The map included a detailed depiction of New York's slips and shores and streets in Lower Manhattan. To eyes in 2010, the map is a mix of the familiar and the long-forgotten. "Manhattan, at least the part shown here, was mapped as precisely as any spot on the Earth at the time," Robert T. Augustyn, co-author of Manhattan in Maps: 1527-1995, told the New York Times. "There was no more beautiful or revealing a map of New York City ever done."

Ratzer included notable buildings like "The Powder House," "The City Hall," "The Prison," as well as a detailed topography including the hills and woodlands near Kips Bay and Turtle Bay that have long-since disappeared. The Ratzer map is "one of the ways we know about how this place looked before the grid really took hold," Matthew A. Knutzen, geospatial librarian in the New York Public Library’s map division, told the Times.

The bottom of the map contains a striking illustration of the view of Manhattan as seen from Governors Island, with ships, soldiers, waves and smoke. Brooklyn - or "Brookland," as Ratzer called it - appears as a patchwork of farms of different shades, bisected by Flatbush Road. That probably is the first time "farms" and "Brooklyn" have been in the same sentence since the early 19th century.

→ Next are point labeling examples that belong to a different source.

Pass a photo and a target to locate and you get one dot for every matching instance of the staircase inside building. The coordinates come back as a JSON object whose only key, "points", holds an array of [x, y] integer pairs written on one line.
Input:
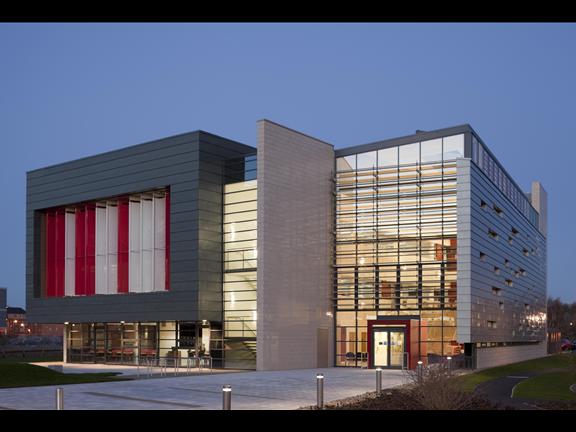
{"points": [[240, 353]]}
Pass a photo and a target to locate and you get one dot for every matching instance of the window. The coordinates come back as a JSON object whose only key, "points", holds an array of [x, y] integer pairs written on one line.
{"points": [[498, 211], [110, 246]]}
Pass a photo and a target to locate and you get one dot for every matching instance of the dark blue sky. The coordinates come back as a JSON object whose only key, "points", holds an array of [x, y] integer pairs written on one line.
{"points": [[73, 90]]}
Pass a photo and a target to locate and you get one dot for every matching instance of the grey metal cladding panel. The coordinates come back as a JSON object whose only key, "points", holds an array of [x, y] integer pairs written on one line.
{"points": [[462, 129], [507, 308], [159, 177], [150, 148], [225, 148], [116, 171], [141, 307], [184, 274]]}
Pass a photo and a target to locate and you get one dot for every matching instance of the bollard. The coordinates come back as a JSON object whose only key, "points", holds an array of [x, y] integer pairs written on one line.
{"points": [[320, 391], [227, 397], [419, 371], [59, 399]]}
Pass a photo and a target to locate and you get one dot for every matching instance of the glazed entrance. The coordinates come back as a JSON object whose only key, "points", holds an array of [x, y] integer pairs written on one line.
{"points": [[389, 347]]}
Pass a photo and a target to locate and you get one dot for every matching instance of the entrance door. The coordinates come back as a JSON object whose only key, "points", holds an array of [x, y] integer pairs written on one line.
{"points": [[388, 346]]}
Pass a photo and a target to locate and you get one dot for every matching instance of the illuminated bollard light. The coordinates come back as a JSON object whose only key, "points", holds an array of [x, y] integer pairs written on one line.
{"points": [[419, 371], [59, 399], [320, 391], [227, 397]]}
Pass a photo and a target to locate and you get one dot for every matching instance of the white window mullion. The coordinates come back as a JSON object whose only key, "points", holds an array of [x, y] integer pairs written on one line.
{"points": [[159, 243], [101, 273], [112, 250], [70, 255], [135, 246]]}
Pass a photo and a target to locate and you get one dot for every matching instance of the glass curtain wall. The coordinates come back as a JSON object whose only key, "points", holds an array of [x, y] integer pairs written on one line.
{"points": [[396, 245], [240, 263]]}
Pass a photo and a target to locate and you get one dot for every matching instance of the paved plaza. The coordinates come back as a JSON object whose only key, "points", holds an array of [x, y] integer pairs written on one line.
{"points": [[250, 390]]}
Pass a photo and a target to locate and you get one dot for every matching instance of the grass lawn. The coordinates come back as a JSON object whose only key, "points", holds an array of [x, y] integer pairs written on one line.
{"points": [[30, 359], [550, 386], [26, 375], [557, 361]]}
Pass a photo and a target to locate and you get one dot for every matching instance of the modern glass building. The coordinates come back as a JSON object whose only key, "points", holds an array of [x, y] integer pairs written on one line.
{"points": [[290, 254]]}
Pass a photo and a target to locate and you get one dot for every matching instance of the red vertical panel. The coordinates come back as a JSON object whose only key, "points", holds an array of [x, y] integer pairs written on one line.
{"points": [[50, 255], [60, 248], [80, 288], [123, 242], [90, 249], [167, 259]]}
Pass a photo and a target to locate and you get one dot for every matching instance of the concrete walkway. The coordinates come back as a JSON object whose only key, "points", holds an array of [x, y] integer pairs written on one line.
{"points": [[130, 371], [250, 390]]}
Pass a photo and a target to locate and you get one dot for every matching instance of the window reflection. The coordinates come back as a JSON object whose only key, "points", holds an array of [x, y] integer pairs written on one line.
{"points": [[396, 245]]}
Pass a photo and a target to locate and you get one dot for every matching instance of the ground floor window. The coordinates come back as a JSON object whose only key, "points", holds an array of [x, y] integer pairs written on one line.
{"points": [[432, 337], [133, 343]]}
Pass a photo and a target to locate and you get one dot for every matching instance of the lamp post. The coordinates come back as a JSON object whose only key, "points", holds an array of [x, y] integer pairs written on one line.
{"points": [[59, 399], [227, 397], [320, 391], [419, 371]]}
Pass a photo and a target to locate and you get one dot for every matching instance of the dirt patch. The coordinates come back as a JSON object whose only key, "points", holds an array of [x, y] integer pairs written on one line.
{"points": [[401, 399], [554, 405]]}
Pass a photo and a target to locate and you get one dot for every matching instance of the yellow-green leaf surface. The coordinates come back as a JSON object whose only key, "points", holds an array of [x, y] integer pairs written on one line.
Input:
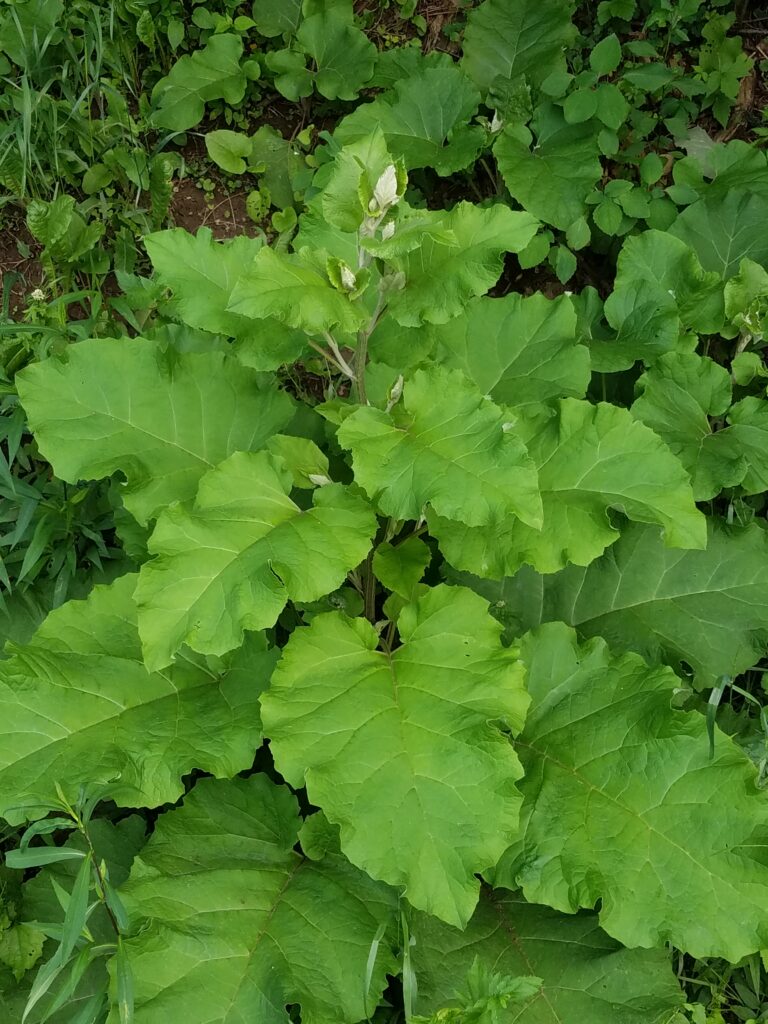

Ratzer issued another, far more common version of the map - in 1776 - that is nearly identical to the first except for a tiny line of text from the publisher. That is why Hansen became excited when she saw "1770" written on the map [even though, most likely, Ratzer actually completed it in 1769]. The 1770 version, however, is the one that was presented - almost immediately - to King George.

The two 1770 maps at the New York Historical Society were gifts of its founder, John Pintard, on January 4, 1810, according to its catalog. That makes the map Hansen found the first Ratzer discovered in 200 years.

Exactly where this fourth version originated is still unknown, although on the back of the linen that Hansen began unrolling last May she saw the name 'Pierrepont' clearly legible. While the Pierreponts were a prominent Brooklyn family, there is no indication as to how or when it ended up in the Connecticut warehouse.

Fearful of causing more damage, the society called in Jonathan P. Derow, a paper conservationist. "It was in terrible condition," Derow told the Times. "I suggested it not be rerolled. Every time it was handled, more pieces were broken apart, and the damage was increased."

It was too brittle to move to Derow's office, so he made a makeshift plastic tent in the society’s office and inserted a humidifier. The hard paper softened, and Derow carried it away. He washed the map for four days in an alkaline bath [don't try that at home, folks] that removed acid and grime, and he cut away the linen backing. Derow then aligned the pieces, using a strong magnifying glass and tweezers, and let the map dry, only to see tiny gaps appear between strips, the result of the paper’s shrinking. So, he rewet it and started over, but let the pieces overlap slightly. That worked: the map shrank perfectly in place.

White lines were visible where the map had ripped, the brighter inner fabrics of the paper standing out from the stained surface. Derow came up with a simply brilliant idea. He went to a bookstore specializing in old, obscure books and bought a handful. To give you an idea of how obscure the books were, when was the last time you picked up your copy of The Select Dialogues of Lucian, to Which Is Added, a New Literal Translation in Latin, With Notes in English [1804]? The key ingredient was the cloth paper upon which such old books were printed, as opposed to the wood pulp that is used today.

While book-lovers might chastise him, Derow took the books and baked them in his kitchen oven. He then boiled them in water to create a simply delightful stew. Although no doubt tempting, Derow didn't eat the mixture but instead painted the now-liquid cloth onto the white lines, matching them to the rest of the map. He then framed the finished product behind plexiglass.

Derow charged the society $5,000 for the restoration - which apparently is a reduced rate. Still, the work is amazing. From an historical standpoint, the document is now protected for hundreds of years.